Sometimes, heels in ECW would throw out open challenges and the worst they would leave with was a bruised ego. After Justin Credible d. Chris Chetti at ECW Ultimate Jeopardy 97, November 8, 1997 (televised on the November 15th show), his manager Jason "The Sexiest Man on Earth" got on the mic and talked about how, out of 30 or so guys in the locker room, he was one of the few who could actually wrestle and that "it sucks" only working as a manager. So, since he was in his "street clothes," he issued an open challenge for a "street fight." Cue "Let Me Clear My Throat" by DJ Kool, and out comes...The Blue Meanie with Super Nova? Jason dismisses Meanie at first, but finally agrees. While it's not much of a match, and even less of a "street fight," (referee John Finnegan blocks Meanie from attacking when Jason ducks his head through the ropes), it qualifies as Jason basically treats Meanie as a joke the whole time...until Meanie comes up with a testicular claw into a schoolboy rollup for the pin! (For an example of how much worse this could have turned out for Jason, see Too Dumb To Live).
This is guaranteed to happen in ladder matches, since one guy will try to use a ladder as a weapon and the other guy will find a way to use it against him.
This happened to Heath Slater on the 1000th episode of Raw in 2011. In the weeks leading up to that show, he was in a storyline where he challenged (and almost always lost to) WWE Legends. At Raw 1000, he then challenged any Legend to a no-countout, no DQ match.

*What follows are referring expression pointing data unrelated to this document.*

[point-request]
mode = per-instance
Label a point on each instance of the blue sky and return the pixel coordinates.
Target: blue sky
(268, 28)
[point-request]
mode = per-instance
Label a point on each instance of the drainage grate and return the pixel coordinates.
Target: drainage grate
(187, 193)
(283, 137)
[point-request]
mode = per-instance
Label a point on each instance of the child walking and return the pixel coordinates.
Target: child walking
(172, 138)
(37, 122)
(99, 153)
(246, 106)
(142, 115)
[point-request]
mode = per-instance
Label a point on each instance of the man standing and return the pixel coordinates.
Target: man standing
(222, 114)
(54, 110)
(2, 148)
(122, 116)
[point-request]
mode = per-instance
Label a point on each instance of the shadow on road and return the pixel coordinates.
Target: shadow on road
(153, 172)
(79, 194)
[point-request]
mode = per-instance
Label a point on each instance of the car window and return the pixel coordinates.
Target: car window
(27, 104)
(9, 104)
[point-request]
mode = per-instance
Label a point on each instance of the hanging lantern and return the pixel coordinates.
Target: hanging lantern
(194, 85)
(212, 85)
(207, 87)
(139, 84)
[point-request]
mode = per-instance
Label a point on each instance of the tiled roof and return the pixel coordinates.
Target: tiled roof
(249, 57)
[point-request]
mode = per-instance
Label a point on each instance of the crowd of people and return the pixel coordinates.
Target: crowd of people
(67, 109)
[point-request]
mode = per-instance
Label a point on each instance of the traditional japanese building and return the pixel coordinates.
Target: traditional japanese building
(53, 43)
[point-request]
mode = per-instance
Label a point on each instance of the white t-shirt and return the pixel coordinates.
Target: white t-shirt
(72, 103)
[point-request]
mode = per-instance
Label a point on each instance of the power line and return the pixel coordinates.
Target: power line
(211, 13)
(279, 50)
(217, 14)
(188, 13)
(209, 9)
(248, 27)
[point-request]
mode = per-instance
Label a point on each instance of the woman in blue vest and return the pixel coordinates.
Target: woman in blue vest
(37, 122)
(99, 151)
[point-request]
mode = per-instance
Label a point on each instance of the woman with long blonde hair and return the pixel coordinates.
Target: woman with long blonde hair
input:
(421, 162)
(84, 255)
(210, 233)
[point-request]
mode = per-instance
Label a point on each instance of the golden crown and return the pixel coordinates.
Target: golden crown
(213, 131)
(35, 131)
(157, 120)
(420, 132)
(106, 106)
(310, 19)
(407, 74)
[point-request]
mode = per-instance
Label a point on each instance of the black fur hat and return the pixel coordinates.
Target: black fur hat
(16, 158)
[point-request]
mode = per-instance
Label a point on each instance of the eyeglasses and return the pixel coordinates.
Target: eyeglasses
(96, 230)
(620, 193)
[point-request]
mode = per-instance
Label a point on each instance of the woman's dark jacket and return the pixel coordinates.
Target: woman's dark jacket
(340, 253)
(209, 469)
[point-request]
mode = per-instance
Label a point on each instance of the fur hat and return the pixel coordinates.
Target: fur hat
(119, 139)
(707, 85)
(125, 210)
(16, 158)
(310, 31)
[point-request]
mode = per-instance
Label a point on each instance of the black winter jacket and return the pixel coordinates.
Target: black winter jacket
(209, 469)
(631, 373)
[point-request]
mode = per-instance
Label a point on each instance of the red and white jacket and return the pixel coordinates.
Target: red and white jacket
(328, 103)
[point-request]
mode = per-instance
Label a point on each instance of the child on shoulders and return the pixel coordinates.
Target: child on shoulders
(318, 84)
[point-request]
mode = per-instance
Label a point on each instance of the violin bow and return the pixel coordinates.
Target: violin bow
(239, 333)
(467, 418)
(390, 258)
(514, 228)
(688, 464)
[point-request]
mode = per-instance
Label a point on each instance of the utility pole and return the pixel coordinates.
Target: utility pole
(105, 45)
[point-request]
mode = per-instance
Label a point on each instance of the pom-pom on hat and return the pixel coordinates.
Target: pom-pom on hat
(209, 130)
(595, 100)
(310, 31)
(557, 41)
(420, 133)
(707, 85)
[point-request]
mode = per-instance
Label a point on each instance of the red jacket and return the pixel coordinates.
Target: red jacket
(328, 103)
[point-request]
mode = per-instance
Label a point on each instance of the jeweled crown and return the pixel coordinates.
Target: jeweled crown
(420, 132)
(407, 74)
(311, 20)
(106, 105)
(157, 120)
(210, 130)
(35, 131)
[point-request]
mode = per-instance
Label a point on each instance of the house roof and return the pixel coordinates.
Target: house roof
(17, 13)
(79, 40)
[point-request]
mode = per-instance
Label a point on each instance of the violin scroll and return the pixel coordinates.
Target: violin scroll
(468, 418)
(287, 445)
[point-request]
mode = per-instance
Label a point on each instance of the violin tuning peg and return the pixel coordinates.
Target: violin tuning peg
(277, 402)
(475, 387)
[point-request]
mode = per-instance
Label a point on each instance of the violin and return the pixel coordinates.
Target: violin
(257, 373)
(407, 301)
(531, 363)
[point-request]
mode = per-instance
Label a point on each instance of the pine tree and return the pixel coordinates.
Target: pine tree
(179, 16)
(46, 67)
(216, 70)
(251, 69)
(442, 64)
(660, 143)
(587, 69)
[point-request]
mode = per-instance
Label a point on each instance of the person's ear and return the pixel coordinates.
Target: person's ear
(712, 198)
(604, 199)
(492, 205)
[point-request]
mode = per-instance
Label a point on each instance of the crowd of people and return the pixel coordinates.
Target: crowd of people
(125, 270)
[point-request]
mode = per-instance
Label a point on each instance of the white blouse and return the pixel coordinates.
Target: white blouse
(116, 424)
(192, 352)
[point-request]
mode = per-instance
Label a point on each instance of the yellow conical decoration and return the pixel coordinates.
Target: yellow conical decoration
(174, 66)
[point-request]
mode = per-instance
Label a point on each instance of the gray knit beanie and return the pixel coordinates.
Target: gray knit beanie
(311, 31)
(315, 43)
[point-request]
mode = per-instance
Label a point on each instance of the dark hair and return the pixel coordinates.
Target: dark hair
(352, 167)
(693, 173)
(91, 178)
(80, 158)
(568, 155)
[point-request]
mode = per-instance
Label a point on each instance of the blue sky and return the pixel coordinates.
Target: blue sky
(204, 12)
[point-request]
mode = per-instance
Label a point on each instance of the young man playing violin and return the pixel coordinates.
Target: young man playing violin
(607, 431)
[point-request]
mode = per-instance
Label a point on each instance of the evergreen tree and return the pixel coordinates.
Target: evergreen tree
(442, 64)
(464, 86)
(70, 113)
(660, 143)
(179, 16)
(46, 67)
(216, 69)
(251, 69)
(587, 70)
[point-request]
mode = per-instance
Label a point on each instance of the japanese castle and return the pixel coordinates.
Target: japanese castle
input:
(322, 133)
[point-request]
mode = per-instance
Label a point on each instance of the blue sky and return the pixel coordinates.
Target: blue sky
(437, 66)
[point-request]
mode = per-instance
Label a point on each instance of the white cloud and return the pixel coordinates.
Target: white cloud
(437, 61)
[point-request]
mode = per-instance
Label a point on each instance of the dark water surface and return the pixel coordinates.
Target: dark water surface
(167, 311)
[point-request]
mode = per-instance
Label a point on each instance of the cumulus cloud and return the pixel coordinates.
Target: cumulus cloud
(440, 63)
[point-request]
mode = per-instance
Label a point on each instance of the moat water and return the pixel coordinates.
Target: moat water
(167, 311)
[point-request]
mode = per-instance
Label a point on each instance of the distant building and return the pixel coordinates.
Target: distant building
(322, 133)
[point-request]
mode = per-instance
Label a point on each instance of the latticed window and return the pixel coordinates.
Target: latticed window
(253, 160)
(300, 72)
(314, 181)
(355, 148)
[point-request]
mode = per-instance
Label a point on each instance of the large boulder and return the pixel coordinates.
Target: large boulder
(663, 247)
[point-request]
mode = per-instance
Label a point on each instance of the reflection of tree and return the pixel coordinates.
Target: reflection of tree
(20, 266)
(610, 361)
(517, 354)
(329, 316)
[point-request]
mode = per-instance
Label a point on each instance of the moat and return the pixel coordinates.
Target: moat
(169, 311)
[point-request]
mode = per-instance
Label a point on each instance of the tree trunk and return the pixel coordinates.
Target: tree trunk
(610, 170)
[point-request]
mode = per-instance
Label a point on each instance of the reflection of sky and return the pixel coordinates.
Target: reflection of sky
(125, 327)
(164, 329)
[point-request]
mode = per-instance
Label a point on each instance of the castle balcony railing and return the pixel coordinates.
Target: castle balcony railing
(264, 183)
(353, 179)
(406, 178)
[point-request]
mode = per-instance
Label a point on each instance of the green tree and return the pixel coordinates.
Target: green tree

Enter Lita, with Slater looking smug and self-confident, until Lita tells Slater she's hired some protection... and the APA makes its entrance. Slater then tried to bail, only to be chased back into the ring by all the Legends he'd faced in the previous weeks. Cue a Twist of Fate from Lita, a Clothesline from Hell by JBL, a Litasault, and Legends celebrating after the pinfall. Punctuated with a DAMN! from Faarooq.